Year: 2024, Volume: 17, Issue: 15, Pages: 1621-1632

Original Article

Securing Smart Contracts: Harnessing the Power of Efficient NetB2 Detection

Received Date:01 March 2024, Accepted Date:21 March 2024, Published Date:15 April 2024

Abstract

Objective: Using a variety of datasets from the Ethereum documentation and Smart Contract Dataset repository, this study tackles the crucial problem of classifying smart contract vulnerabilities. Methods: Our study uses a three-module method and focuses on the Resource 3 Dataset, which contains over 2,000 Ethereum smart contracts, including inherited contracts. The groundwork for deep learning model training is laid in Module 1 by extracting bytecode from Solidity files and creating images thereafter. In Colab, Module 2 entails importing data, pre-processing, SMOTE balancing, and building three deep learning models: CNN, XCEPTION, and EfficientNet-B2. Module 3 is a Flask-based web application created in Visual Studio Code that enables vulnerability predictions, bytecode extraction, and user interaction. Findings: With an overall accuracy of 71 percent, the Convolutional Neural Network (CNN) displays its effectiveness in classifying vulnerabilities.
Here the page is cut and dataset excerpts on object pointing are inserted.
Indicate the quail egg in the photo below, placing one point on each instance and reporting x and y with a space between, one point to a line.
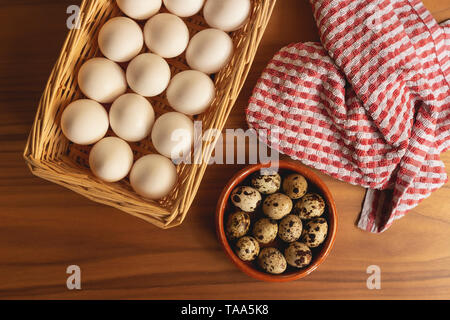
266 184
295 186
298 255
310 206
315 232
277 206
246 198
272 261
238 224
290 228
265 230
247 248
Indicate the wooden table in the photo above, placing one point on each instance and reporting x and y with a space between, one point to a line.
45 228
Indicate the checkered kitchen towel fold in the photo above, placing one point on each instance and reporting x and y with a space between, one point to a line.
369 106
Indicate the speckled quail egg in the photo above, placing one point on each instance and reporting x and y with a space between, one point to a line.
246 198
272 261
310 206
247 248
315 232
266 184
295 186
265 230
277 206
290 228
298 255
238 224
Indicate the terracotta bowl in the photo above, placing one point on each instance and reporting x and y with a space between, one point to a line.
224 207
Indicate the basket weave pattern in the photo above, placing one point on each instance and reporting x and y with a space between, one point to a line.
51 156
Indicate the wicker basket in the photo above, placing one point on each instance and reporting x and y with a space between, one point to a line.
51 156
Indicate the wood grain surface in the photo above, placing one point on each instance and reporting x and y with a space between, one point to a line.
45 228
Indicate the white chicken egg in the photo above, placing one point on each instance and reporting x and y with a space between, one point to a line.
166 35
102 80
153 176
131 117
111 159
84 121
184 8
209 51
120 39
190 92
148 74
173 134
229 15
139 9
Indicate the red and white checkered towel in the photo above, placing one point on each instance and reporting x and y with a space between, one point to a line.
369 106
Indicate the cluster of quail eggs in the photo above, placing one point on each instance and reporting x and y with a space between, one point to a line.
276 222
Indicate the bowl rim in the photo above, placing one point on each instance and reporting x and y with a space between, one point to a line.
309 175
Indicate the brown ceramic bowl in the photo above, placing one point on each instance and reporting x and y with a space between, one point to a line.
224 207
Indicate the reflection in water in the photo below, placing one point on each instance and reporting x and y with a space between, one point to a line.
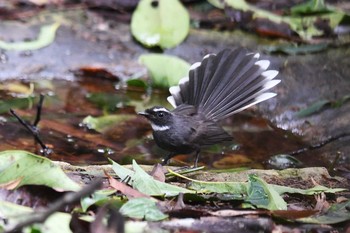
70 102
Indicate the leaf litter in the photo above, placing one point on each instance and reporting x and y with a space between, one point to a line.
140 196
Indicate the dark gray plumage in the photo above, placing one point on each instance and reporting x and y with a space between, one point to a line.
218 87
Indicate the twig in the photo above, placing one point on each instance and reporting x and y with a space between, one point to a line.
320 144
69 198
33 129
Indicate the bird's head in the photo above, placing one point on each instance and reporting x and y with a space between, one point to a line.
160 118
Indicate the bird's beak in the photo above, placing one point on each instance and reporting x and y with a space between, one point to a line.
145 114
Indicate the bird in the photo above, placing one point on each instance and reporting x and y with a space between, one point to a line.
219 86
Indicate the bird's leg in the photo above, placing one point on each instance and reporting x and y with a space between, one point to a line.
196 159
166 159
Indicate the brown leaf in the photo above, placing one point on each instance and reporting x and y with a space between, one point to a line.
157 172
233 213
124 189
322 204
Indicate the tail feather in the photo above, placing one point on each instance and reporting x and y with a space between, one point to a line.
226 83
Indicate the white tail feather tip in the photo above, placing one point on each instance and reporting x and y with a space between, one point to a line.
264 64
270 74
271 84
195 65
171 100
184 80
174 90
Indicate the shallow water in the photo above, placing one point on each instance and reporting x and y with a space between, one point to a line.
67 103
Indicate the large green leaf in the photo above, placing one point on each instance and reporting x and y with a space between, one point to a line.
165 70
45 38
263 195
160 23
145 183
27 168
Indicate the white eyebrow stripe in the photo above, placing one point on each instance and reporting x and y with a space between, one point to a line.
159 128
160 110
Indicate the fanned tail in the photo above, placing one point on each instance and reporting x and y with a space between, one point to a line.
226 83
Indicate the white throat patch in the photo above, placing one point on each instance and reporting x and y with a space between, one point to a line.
160 110
159 128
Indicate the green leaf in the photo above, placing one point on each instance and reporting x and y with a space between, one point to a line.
143 182
101 124
337 213
238 188
263 195
56 223
46 37
32 169
160 23
100 196
315 107
142 208
304 26
165 70
311 191
284 161
297 49
136 83
310 7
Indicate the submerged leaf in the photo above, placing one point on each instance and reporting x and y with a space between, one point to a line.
103 123
315 107
46 37
165 70
153 23
34 170
142 208
337 213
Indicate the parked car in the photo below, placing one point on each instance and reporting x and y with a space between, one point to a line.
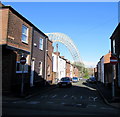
75 79
91 80
80 78
64 82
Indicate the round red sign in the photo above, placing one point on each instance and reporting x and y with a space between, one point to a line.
23 60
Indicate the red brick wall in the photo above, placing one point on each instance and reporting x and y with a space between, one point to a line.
49 61
67 69
38 54
15 32
3 29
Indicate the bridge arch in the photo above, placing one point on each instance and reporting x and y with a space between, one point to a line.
67 41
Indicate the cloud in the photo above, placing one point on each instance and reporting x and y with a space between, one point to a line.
90 63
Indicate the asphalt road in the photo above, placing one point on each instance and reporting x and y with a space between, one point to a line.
77 100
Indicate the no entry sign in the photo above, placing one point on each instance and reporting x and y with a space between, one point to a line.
23 60
113 60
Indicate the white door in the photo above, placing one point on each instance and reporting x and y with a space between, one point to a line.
32 73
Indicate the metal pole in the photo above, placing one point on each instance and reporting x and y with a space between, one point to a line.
22 82
45 74
113 88
57 60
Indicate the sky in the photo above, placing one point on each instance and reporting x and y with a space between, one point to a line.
88 24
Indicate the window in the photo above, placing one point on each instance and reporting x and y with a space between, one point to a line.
114 46
41 44
40 68
24 34
19 67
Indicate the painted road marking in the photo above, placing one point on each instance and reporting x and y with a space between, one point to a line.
91 105
53 96
50 102
65 96
18 102
33 102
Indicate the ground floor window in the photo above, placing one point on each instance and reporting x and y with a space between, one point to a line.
19 67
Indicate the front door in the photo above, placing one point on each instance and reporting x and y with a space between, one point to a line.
32 72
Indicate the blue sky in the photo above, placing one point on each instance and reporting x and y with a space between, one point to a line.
88 24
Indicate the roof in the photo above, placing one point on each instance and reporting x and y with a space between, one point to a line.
22 17
116 31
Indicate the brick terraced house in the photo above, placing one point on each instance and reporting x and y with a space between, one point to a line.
15 42
21 38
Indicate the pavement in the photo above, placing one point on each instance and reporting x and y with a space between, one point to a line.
34 91
106 94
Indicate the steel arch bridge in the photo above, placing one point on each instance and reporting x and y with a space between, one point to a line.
67 41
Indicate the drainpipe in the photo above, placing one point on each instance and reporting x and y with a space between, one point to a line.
119 71
46 47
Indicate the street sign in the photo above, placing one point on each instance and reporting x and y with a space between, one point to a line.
113 60
23 60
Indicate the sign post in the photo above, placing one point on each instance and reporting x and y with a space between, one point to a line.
113 61
22 61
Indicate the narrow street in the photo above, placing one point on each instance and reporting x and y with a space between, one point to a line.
79 99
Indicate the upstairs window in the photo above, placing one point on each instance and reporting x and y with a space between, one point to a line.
24 34
40 68
114 46
41 44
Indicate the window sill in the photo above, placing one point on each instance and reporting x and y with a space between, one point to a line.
21 72
25 42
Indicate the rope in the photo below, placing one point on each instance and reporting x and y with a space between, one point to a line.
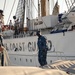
11 11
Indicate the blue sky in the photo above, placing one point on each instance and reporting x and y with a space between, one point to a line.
9 4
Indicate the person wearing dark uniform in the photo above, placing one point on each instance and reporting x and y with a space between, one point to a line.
42 46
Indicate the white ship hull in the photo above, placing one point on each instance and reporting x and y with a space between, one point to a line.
61 47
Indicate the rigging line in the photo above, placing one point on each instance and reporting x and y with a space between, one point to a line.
37 12
29 11
11 11
4 5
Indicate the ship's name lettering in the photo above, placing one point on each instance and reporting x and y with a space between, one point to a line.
30 46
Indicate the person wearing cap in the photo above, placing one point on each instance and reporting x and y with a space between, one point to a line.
42 52
1 55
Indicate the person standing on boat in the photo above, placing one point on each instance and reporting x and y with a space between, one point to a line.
10 24
42 46
1 39
1 55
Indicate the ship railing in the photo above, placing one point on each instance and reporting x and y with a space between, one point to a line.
59 54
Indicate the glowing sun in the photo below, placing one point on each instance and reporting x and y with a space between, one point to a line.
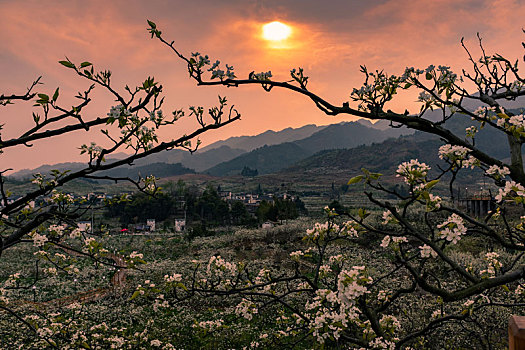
276 31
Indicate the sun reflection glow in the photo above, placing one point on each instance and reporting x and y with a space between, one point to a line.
276 31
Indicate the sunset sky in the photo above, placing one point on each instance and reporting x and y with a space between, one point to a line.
330 39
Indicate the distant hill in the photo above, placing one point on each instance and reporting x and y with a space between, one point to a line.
156 169
267 159
200 160
381 157
270 159
345 135
268 138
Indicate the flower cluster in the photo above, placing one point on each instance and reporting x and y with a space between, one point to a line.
427 252
246 309
264 76
512 190
493 264
454 154
452 228
412 171
496 172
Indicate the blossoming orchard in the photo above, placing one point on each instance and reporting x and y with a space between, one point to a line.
413 271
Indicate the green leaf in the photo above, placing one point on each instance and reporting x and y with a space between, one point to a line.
431 184
67 64
135 294
355 179
362 213
43 97
55 95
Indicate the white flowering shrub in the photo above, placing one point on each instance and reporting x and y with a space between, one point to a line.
424 236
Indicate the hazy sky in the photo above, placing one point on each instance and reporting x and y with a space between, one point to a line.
330 40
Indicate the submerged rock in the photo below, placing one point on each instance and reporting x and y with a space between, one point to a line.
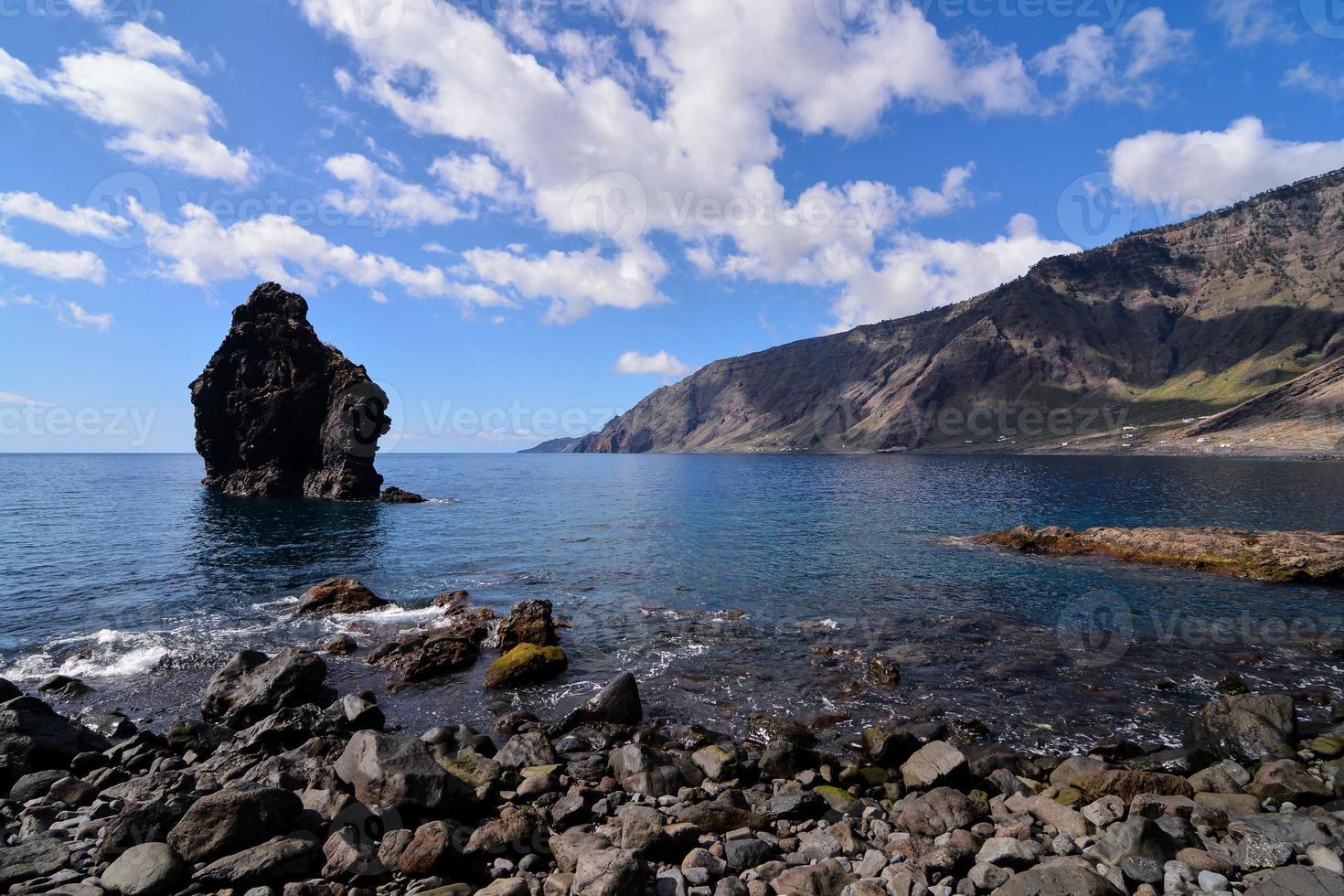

Although the accuracy of XCEPTION and EfficientNet-B2 is 69% and 75%, respectively, the latter is the top performer. Novelty & Applications: The online application adds to the comprehensive examination of smart contract security by giving users an easy-to-use interface. The EfficientNet-B2 model stands out as a dependable tool for precise vulnerability classification, and this study advances our understanding of and efforts to mitigate vulnerabilities in Ethereum smart contracts.

Keywords: Smart Contracts, Vulnerability Classification, Ethereum, Deep Learning, Convolutional Neural Network (CNN)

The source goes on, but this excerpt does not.